We have been too patient. If we will be courageous in speaking up for freedom and justice, as Dr. King said, “yet with dignity and Christian love, when the history books are written [in future generations], the historians will [have to pause and] say: ‘There lived a great people – [a people of every color and background] who injected new meaning and dignity into the veins of civilization.’ This is our challenge and our overwhelming responsibility.”

0 thoughts on “Conservatives Have Been Too Patient”

  1. “Conservatives champion loving our neighbor as we would ourselves, which includes defending the helpless and helping the poor and orphaned, but here’s the rub between us and liberals; we want the American volunteer to do the work.”

    The thing is, I would love to see the statistics on donations to private, hunger-fighting charities between those who consider themselves “conservative” and those who consider themselves “liberal.” (I make this definition so that the totals given in offering at church don’t count, just the part that goes to the underprivileged rather than the majority that goes to the church infrastructure.

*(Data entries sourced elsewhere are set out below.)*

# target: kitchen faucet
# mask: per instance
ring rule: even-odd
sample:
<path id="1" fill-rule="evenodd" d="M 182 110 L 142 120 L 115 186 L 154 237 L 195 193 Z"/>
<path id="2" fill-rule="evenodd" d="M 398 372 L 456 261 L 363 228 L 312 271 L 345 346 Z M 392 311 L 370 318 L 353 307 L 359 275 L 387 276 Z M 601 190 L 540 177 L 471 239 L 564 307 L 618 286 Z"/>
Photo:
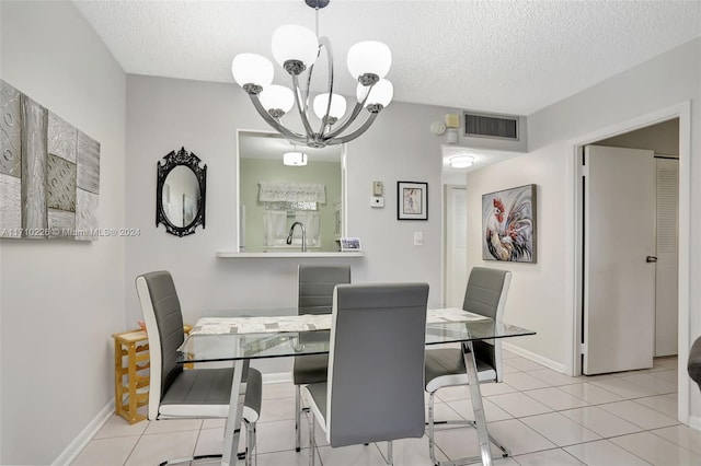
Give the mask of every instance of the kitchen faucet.
<path id="1" fill-rule="evenodd" d="M 287 244 L 292 244 L 292 233 L 295 233 L 295 226 L 299 225 L 302 229 L 302 253 L 307 252 L 307 231 L 302 222 L 295 222 L 289 229 L 289 235 L 287 236 Z"/>

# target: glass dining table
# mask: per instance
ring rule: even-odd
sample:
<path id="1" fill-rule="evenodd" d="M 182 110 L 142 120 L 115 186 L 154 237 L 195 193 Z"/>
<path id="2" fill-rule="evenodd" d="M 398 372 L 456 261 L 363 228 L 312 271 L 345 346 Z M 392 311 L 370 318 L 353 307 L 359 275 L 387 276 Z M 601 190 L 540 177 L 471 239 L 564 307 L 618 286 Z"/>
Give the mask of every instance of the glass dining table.
<path id="1" fill-rule="evenodd" d="M 251 360 L 303 357 L 330 351 L 331 315 L 296 315 L 296 310 L 251 310 L 211 313 L 197 321 L 179 349 L 179 362 L 233 363 L 231 403 L 221 464 L 234 465 L 238 458 L 241 417 L 245 397 L 243 371 Z M 264 316 L 271 314 L 269 316 Z M 228 317 L 254 315 L 252 317 Z M 476 381 L 476 364 L 472 342 L 535 335 L 526 328 L 494 321 L 459 308 L 428 310 L 426 346 L 460 343 L 468 380 Z M 480 384 L 469 385 L 474 411 L 474 426 L 480 442 L 483 465 L 492 465 L 490 436 L 482 406 Z M 443 463 L 441 463 L 443 464 Z M 449 462 L 447 464 L 450 464 Z"/>

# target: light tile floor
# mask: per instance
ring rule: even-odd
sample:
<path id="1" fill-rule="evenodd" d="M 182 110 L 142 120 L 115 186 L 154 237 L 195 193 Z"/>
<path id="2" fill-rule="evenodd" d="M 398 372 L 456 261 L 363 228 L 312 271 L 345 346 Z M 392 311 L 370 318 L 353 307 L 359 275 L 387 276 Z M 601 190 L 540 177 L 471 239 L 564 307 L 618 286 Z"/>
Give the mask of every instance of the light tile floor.
<path id="1" fill-rule="evenodd" d="M 701 465 L 701 432 L 676 420 L 676 358 L 656 359 L 654 368 L 644 371 L 570 377 L 505 351 L 504 372 L 504 383 L 482 386 L 490 432 L 513 453 L 502 458 L 495 452 L 496 465 Z M 439 391 L 436 401 L 437 419 L 472 418 L 466 387 Z M 308 463 L 307 448 L 295 452 L 294 409 L 291 383 L 264 385 L 258 466 Z M 158 465 L 165 458 L 217 453 L 222 448 L 222 420 L 129 426 L 115 416 L 72 464 Z M 384 465 L 384 444 L 331 448 L 321 429 L 317 434 L 317 464 Z M 307 444 L 303 421 L 302 446 Z M 479 454 L 471 428 L 441 429 L 436 444 L 439 459 Z M 426 436 L 394 442 L 394 464 L 430 466 Z"/>

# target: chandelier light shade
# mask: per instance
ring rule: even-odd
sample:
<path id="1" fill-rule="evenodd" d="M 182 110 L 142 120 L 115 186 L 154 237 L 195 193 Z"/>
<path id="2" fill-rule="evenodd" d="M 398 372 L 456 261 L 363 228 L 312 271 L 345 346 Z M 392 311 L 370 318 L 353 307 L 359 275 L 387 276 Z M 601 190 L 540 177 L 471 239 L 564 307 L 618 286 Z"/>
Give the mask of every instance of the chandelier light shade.
<path id="1" fill-rule="evenodd" d="M 283 154 L 283 163 L 290 166 L 307 165 L 307 154 L 303 152 L 285 152 Z"/>
<path id="2" fill-rule="evenodd" d="M 318 24 L 319 10 L 330 0 L 304 1 L 315 10 Z M 272 47 L 275 61 L 290 77 L 291 88 L 272 83 L 273 62 L 261 55 L 237 55 L 231 72 L 263 119 L 292 143 L 323 148 L 352 141 L 363 135 L 392 101 L 392 83 L 384 79 L 392 65 L 392 53 L 386 44 L 365 40 L 349 48 L 348 71 L 358 82 L 356 102 L 349 112 L 346 98 L 333 92 L 333 54 L 327 37 L 319 37 L 307 27 L 285 25 L 273 33 Z M 312 100 L 312 73 L 322 55 L 329 62 L 326 92 Z M 297 112 L 294 113 L 299 115 L 303 133 L 283 123 L 295 106 Z M 364 109 L 367 110 L 365 121 L 354 125 Z"/>

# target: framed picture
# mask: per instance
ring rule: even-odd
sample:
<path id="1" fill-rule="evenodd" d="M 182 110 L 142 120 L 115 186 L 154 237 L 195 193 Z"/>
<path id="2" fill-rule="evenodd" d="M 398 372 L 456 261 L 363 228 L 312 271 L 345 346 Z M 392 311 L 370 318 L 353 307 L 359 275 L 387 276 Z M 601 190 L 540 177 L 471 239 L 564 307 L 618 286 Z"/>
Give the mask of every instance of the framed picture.
<path id="1" fill-rule="evenodd" d="M 482 259 L 536 263 L 537 185 L 482 195 Z"/>
<path id="2" fill-rule="evenodd" d="M 341 251 L 360 251 L 360 238 L 359 237 L 342 237 L 341 238 Z"/>
<path id="3" fill-rule="evenodd" d="M 428 220 L 428 183 L 397 182 L 397 220 Z"/>

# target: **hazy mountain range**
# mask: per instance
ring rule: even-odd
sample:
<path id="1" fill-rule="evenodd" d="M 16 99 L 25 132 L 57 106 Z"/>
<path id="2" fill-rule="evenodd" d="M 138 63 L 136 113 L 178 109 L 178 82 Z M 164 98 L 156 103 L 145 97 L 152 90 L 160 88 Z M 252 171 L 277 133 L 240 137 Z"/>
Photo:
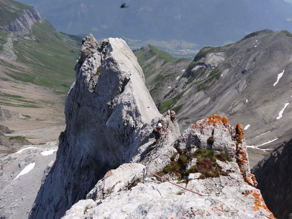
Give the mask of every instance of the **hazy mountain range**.
<path id="1" fill-rule="evenodd" d="M 138 46 L 150 39 L 220 46 L 259 29 L 292 32 L 292 5 L 283 0 L 126 0 L 122 8 L 120 0 L 20 1 L 59 31 L 140 40 Z"/>

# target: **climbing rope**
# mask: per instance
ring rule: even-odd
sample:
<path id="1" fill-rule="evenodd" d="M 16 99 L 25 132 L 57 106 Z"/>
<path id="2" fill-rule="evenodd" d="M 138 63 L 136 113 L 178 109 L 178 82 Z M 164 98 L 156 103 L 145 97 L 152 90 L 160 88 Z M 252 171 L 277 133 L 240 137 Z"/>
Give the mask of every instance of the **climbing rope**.
<path id="1" fill-rule="evenodd" d="M 188 189 L 187 189 L 186 188 L 185 188 L 184 187 L 183 187 L 182 186 L 180 186 L 179 185 L 178 185 L 177 184 L 176 184 L 175 183 L 172 182 L 170 182 L 170 181 L 168 181 L 168 180 L 167 180 L 167 179 L 164 179 L 164 178 L 162 178 L 162 177 L 161 177 L 159 176 L 159 175 L 157 175 L 156 174 L 155 174 L 155 173 L 152 173 L 152 172 L 151 172 L 151 171 L 150 171 L 150 170 L 148 170 L 146 168 L 143 168 L 143 169 L 144 169 L 144 170 L 146 170 L 147 171 L 148 171 L 149 173 L 152 173 L 152 174 L 153 174 L 153 175 L 154 175 L 155 176 L 156 176 L 156 177 L 157 177 L 160 178 L 161 179 L 163 180 L 164 180 L 164 181 L 166 181 L 166 182 L 168 182 L 171 183 L 171 184 L 173 184 L 174 185 L 176 185 L 177 186 L 178 186 L 178 187 L 180 187 L 180 188 L 181 188 L 182 189 L 184 189 L 185 190 L 187 190 L 188 191 L 189 191 L 189 192 L 193 192 L 193 193 L 195 193 L 195 194 L 197 194 L 197 195 L 200 195 L 201 196 L 204 196 L 205 197 L 207 197 L 207 196 L 206 196 L 206 195 L 204 195 L 202 194 L 200 194 L 200 193 L 198 193 L 198 192 L 194 192 L 194 191 L 192 191 L 192 190 L 190 190 Z M 267 218 L 268 218 L 269 219 L 275 219 L 275 218 L 271 218 L 271 217 L 269 217 L 268 216 L 266 216 L 266 215 L 265 215 L 264 214 L 259 214 L 259 215 L 260 215 L 261 216 L 263 216 L 264 217 L 265 217 Z"/>
<path id="2" fill-rule="evenodd" d="M 152 174 L 153 174 L 153 175 L 154 175 L 155 176 L 156 176 L 156 177 L 159 177 L 159 178 L 160 178 L 161 179 L 163 180 L 164 180 L 164 181 L 166 181 L 166 182 L 170 182 L 170 183 L 171 183 L 171 184 L 173 184 L 173 185 L 176 185 L 177 186 L 178 186 L 178 187 L 180 187 L 182 188 L 182 189 L 184 189 L 185 190 L 187 190 L 188 191 L 189 191 L 190 192 L 192 192 L 194 193 L 195 194 L 197 194 L 197 195 L 200 195 L 201 196 L 205 196 L 205 197 L 206 197 L 206 195 L 202 195 L 201 194 L 200 194 L 199 193 L 198 193 L 198 192 L 194 192 L 194 191 L 192 191 L 192 190 L 190 190 L 188 189 L 187 189 L 186 188 L 185 188 L 184 187 L 183 187 L 182 186 L 181 186 L 180 185 L 178 185 L 177 184 L 176 184 L 175 183 L 174 183 L 173 182 L 171 182 L 170 181 L 169 181 L 168 180 L 167 180 L 166 179 L 164 179 L 164 178 L 162 178 L 162 177 L 160 177 L 159 176 L 157 175 L 156 174 L 155 174 L 155 173 L 152 173 L 152 172 L 151 172 L 150 171 L 148 170 L 147 169 L 146 169 L 145 168 L 143 168 L 143 169 L 144 169 L 144 170 L 146 170 L 146 171 L 148 171 L 149 173 L 152 173 Z"/>
<path id="3" fill-rule="evenodd" d="M 269 216 L 267 216 L 265 215 L 264 214 L 259 214 L 259 215 L 260 215 L 261 216 L 264 216 L 264 217 L 265 217 L 267 218 L 268 218 L 269 219 L 275 219 L 274 218 L 271 218 L 270 217 L 269 217 Z"/>

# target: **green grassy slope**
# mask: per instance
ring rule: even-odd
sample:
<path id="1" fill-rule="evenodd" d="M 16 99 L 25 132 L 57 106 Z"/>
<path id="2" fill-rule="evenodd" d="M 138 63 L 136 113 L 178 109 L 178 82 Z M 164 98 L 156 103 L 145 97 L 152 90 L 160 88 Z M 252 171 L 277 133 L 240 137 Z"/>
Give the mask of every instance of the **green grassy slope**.
<path id="1" fill-rule="evenodd" d="M 11 0 L 0 0 L 0 22 L 11 22 L 23 10 L 32 8 Z M 19 83 L 30 83 L 49 88 L 56 94 L 65 94 L 75 79 L 73 69 L 80 55 L 81 42 L 56 31 L 46 20 L 34 23 L 32 28 L 32 32 L 26 39 L 17 37 L 13 41 L 16 61 L 0 59 L 0 67 L 9 77 L 0 79 L 13 81 L 16 87 Z M 9 33 L 0 31 L 0 53 Z M 0 92 L 0 104 L 34 108 L 41 105 L 9 95 Z"/>
<path id="2" fill-rule="evenodd" d="M 33 71 L 9 76 L 24 82 L 53 86 L 58 93 L 66 93 L 74 77 L 73 69 L 80 55 L 80 45 L 56 31 L 46 20 L 35 23 L 32 27 L 32 33 L 27 36 L 34 40 L 19 38 L 13 47 L 16 61 L 31 67 Z"/>

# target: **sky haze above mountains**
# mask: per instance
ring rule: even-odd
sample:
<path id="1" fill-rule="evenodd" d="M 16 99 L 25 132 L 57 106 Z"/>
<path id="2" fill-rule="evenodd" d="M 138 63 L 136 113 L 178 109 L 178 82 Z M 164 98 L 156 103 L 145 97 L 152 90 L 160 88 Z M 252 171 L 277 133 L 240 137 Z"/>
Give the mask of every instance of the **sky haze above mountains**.
<path id="1" fill-rule="evenodd" d="M 91 32 L 97 39 L 221 46 L 264 29 L 292 32 L 292 4 L 284 0 L 125 0 L 126 8 L 120 0 L 20 1 L 34 6 L 58 31 Z"/>

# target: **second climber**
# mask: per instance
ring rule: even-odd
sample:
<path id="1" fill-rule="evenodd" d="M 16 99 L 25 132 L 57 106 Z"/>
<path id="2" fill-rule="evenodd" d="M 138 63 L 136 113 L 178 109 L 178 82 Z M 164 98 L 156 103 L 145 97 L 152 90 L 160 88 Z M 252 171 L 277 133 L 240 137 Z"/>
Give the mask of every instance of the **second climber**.
<path id="1" fill-rule="evenodd" d="M 164 131 L 167 133 L 165 134 L 161 133 L 160 130 L 161 128 L 163 128 Z M 158 139 L 160 137 L 160 135 L 168 135 L 168 133 L 169 133 L 169 132 L 166 130 L 166 129 L 163 127 L 163 126 L 160 123 L 157 124 L 157 126 L 154 128 L 154 129 L 153 130 L 153 131 L 152 132 L 154 133 L 154 135 L 155 135 L 155 140 L 156 140 L 157 143 L 158 140 Z"/>

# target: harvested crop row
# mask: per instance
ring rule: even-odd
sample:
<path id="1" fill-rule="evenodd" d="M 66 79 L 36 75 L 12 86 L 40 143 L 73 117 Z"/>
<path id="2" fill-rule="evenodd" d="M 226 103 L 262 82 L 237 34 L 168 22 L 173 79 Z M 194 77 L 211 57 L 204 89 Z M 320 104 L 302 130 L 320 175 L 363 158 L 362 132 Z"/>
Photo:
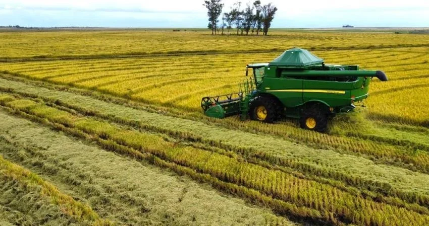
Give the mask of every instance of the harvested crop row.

    I really have no idea how it would work out. Anecdotal evidence suggests that those who want government to support the underprivileged would be far more likely to help the underprivileged as individuals. My guess would be that “conservatives” tend to talk a lot more about how poverty is nearly always the fault of the laziness of the poor, and thus excuse themselves without looking at the wealth of opportunity and freedom their middle-class upbringing gave them.

    But then again, I certainly could be wrong. One of the great virtues of many of the most conservative areas of our society is their eagerness to live quietly, peaceably, and without “tooting their own horn.” So it could be that they just don’t talk about their givings nearly as much as self-identified “liberals.”

  2. Thanks for the link, Lars. I was going to mention having heard of that book, but I don’t remember details.

    I thought of the quiet and humble point, Rambler, while writing but didn’t mention it. Many people simply live and let live, so they don’t rally for a cause or call attention to themselves. They just do what they believe is right. That may be helping someone back on his feet or listening to someone who lives alone–never talking about politics and sometimes not even the Lord. Both liberals and conservatives do this, whether or not they label themselves by those terms.

    But I’m not going to argue that most Americans are loving their neighbors as they should or living decent lifestyles. It seems most of us are caught up in materialism, consumerism, or simple selfishness. We need to repent.

  3. Thanks for the link from me too. Probably won’t have time to read it, but presumably I’ll be able to find the relevant statistics.

    And I agree about the need for repentance. I’m just reevaluating the nature of the politics of the thing, and what it means to be (as every American voter is) a Christian co-Caesar.